FELIPE UHR
Ao final da manifestação um dos organizadores falou em 30 mil pessoas, a Brigada não fez estimativas. Com certeza, eram mais de 15 mil de pessoas, a maioria jovens, que marcharam na noite desta quinta-feira pelo centro de Porto Alegre contra o governo Temer.
O ato começou, na esquina democrática. Aos poucos de todos os lados manifestantes iam chegando. Faixas e bandeiras dos movimentos jovens como Levante Popular da Juventude, Brasil Popular entre outros começaram a caracterizar o ambiente.
Os cantos contra o presidente interino começaram antes mesmo do deslocamento. Um pouco antes das 19h os manifestantes começaram a caminhar.
Uma grande faixa com os dizeres “Fora Temer” e “Cunha na Cadeia” era levada na frente. Atrás caixões com os escritos “SUS” “Fies” “Cultura” “Direito das mulheres” eram carregados junto a bonecos de Temer, Cunha e Sartori.
O primeiro ponto foi a praça da Matriz. Em frente do Palácio do Governo e Assembleia Legislativa, bonecos de Temer, Sartori e Cunha foram queimados.
Logo após o grupo deu uma volta na Praça da Matriz formando um verdadeiro cordão humano ao redor de toda a Matriz. O rumo seguinte foi a avenida João Pessoa. Somente ali se teve uma ideia da quantidade grande de gente que participava do protesto.
Grupos de apoio à cultura, a ocupação, aos artistas de rua, aos direitos das mulheres, todos eles presentes no ato. “Vem pra rua vem, é contra o Temer” ou “Temer, ladrão, teu lugar é na prisão” eram os dizeres mais cantados.

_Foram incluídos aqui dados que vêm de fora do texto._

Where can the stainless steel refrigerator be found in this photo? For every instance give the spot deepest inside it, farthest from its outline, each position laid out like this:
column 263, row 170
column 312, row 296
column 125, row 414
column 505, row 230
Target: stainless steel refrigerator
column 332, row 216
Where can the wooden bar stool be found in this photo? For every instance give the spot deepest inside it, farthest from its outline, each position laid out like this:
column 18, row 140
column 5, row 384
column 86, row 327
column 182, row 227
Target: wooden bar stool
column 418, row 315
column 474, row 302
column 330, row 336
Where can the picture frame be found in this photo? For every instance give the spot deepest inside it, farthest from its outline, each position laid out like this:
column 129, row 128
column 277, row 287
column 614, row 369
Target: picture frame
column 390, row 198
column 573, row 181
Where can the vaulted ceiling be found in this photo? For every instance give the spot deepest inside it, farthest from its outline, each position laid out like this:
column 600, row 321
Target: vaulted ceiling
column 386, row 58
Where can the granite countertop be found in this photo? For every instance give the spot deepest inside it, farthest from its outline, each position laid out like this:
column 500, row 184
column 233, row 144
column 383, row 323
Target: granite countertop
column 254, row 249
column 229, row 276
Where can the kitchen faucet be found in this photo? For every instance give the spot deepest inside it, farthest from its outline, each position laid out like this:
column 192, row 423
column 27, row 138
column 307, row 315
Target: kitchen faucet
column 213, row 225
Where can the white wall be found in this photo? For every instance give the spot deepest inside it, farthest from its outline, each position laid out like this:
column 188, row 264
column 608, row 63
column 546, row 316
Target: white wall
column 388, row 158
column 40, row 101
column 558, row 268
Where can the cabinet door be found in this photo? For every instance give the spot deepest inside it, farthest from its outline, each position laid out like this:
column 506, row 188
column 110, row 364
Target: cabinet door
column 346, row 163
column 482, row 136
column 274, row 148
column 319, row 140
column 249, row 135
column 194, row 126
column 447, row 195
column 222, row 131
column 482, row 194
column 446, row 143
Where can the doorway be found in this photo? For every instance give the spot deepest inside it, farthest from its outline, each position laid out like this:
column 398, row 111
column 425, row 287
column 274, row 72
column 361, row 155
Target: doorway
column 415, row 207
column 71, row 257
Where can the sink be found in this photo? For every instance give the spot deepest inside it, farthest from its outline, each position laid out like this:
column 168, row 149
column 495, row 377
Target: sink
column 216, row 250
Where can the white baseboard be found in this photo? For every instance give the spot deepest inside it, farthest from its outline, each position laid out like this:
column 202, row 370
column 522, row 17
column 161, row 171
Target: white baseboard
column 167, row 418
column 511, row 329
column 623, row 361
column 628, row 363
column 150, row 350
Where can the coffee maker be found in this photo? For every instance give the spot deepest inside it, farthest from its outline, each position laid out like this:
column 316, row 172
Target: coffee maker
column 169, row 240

O protesto acabou no Largo Zumbi dos Palmares. Ás 20h30 horário que o manifesto chegou no local, foi negociada mais meia hora para que todos ainda ocupassem a avenida Loureiro da Silva sem intervenção da Brigada. Mas o bloqueio só aconteceu por volta das 22h, quando já não havia mais ninguém.
O ato foi tranquilo, e sem maiores incidentes. Um pequeno grupo persistiu depois que a grande maioria já havia dispersado, e até tentou um confronto sem sucesso já que de longe a Brigada observava tudo sem dar bola. Durante o trajeto lixeiras, postes e muros foram pichados por manifestantes encapuzados, assim como a sede estadual do PMDB, localizado na avenida João Pessoa.
Ao final do protesto, o Tentene Coronel da Brigada, Mário Ikeda classificou o manifesto como pacífico.